How CEOs Can Manage Employee Holiday Shopping

Your employees are shopping during work hours whether you like it or not. You might as well make it official.  Use this as a guide on how to control it now before it controls your company.

Your employees are shopping during work

According to a national study by Finder.com, 234 million hours of workplace productivity are lost to online holiday shopping. That’s not a rounding error. That’s billions of dollars in lost productivity across American businesses. 

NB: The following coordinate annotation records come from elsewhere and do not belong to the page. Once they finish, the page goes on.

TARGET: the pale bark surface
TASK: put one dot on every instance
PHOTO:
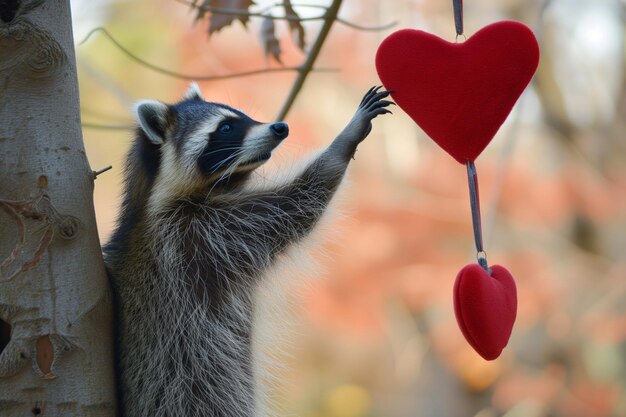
(58, 359)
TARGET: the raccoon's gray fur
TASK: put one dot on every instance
(192, 242)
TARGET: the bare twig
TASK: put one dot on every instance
(190, 76)
(265, 15)
(329, 18)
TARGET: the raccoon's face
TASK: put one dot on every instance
(206, 142)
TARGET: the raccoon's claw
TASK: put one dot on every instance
(372, 105)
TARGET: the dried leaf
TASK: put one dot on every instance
(237, 11)
(295, 26)
(269, 39)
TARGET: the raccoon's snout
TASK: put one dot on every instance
(280, 130)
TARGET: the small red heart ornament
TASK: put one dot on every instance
(459, 93)
(485, 307)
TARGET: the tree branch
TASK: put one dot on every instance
(190, 76)
(329, 18)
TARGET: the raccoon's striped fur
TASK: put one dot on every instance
(192, 243)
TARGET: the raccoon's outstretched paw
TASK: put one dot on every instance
(372, 105)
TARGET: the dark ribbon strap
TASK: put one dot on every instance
(458, 16)
(472, 179)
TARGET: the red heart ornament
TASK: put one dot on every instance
(459, 93)
(485, 308)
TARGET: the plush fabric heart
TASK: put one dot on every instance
(485, 308)
(459, 93)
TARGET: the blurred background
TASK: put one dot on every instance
(373, 333)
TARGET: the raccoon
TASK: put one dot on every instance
(192, 242)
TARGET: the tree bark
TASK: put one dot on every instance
(55, 311)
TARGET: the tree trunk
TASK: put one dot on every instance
(55, 311)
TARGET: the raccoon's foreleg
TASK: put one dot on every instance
(278, 218)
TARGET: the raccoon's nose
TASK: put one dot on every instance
(280, 130)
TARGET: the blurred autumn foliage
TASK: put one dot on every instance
(377, 335)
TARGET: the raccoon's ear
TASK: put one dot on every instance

Here’s the reality CEOs need to face: 64% of employees plan to do “workshopping” – shopping while at work – this holiday season, according to Robert Half Technology. When asked how often, 36% said a few times a week, and 8% said almost every day until they finish their shopping lists. 

The Reality CEOs Need to Face

According to FindLaw research, 50% of all Americans use work Internet for personal use, with online shopping ranking among the top five personal activities. Most companies have policies limiting this behavior, but those policies aren’t having much impact. 

Here’s why: clinical psychologist Chloe Carmichael, who specializes in stress management, explains that people shop on the clock because accomplishing personal tasks at work reduces stress by making us feel more productive. Shopping is a clear and simple task, whereas work projects can feel amorphous and harder to solve. 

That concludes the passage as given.